In 1996, the actual first 'Peter Larkin Memorial Lecture' presented was entitled: "Fisheries management in the 21st Century: will new paradigms apply?", and was published in Reviews in Fisheries Science, to be supplanted in the first place by a posthumous review of the fisheries research by Ray Beverton, the internationally recognized ‘father’ of post-war fisheries research. My paper spelled out several likely scenarios for world fisheries development in the near future. Other papers presented on a similar theme were: ‘Applications of ecology to sustainable fisheries management: problems and perspectives’ to the British Ecological Society, in the Royal Society London, 14-Feb 2000, and with Kevern Cochrane, we provided a review of fisheries management past and present, and speculated on future perspectives for fisheries in the third millennium. A review of global experience and strategies for rebuilding overexploited marine fish stocks was prepared for the Irish Government, and in September 2003 was given as a keynote invited lecture at ICES and later published.

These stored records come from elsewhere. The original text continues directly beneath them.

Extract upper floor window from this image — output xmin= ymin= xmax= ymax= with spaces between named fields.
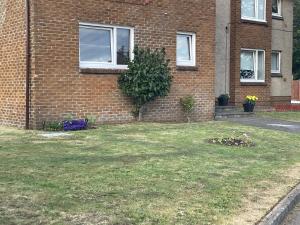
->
xmin=240 ymin=49 xmax=265 ymax=82
xmin=241 ymin=0 xmax=266 ymax=22
xmin=79 ymin=23 xmax=134 ymax=69
xmin=272 ymin=0 xmax=282 ymax=17
xmin=272 ymin=51 xmax=281 ymax=74
xmin=176 ymin=32 xmax=196 ymax=67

The particular fisheries of the Mediterranean Sea require an approach to fishery management that differs from the classical Beverton and Holt approach used in the North Atlantic. It has taken a decade or more of emphasis and a number of presentations and publications, before this new approach seems accepted for demersal fisheries in the Mediterranean, and there is even evidence that some of its implications are being taken into account in North Atlantic fishery management. The two issues that are of key importance in managing demersal trawl fisheries, are that a continued reliance on mesh size regulations would lead to heavy discards. The existence of markets where small whole fishes have been consumed for generations, provide fishers with high prices per kilo, and fishery biologists have a more concrete motive for exploring models for managing fisheries on juveniles. This should also be taken into account in bioeconomic calculations. The emphasis on small fish capture also affects assessment theory: recent research illustrates the fallacy that a larger mesh size effectively protects escapees. Due to a higher rate of predation on juveniles than adults, they must be assessed at a higher (and rapidly declining) natural mortality rate with size. Conserving the larger mature fish for a self-sustaining population is emphasized as of high importance in a fishery aimed at juveniles, with escapees often partially protected by refugia. In the Mediterranean; this refugia strategy is assisted by the extensive rocky bottom areas found on most narrow Mediterranean shelves. These offer some protection from trawlers – leading to the suggestion that refugia exist where spawners receive some protection, but harvests of juveniles, while they need to be controlled, cannot be readily abandoned.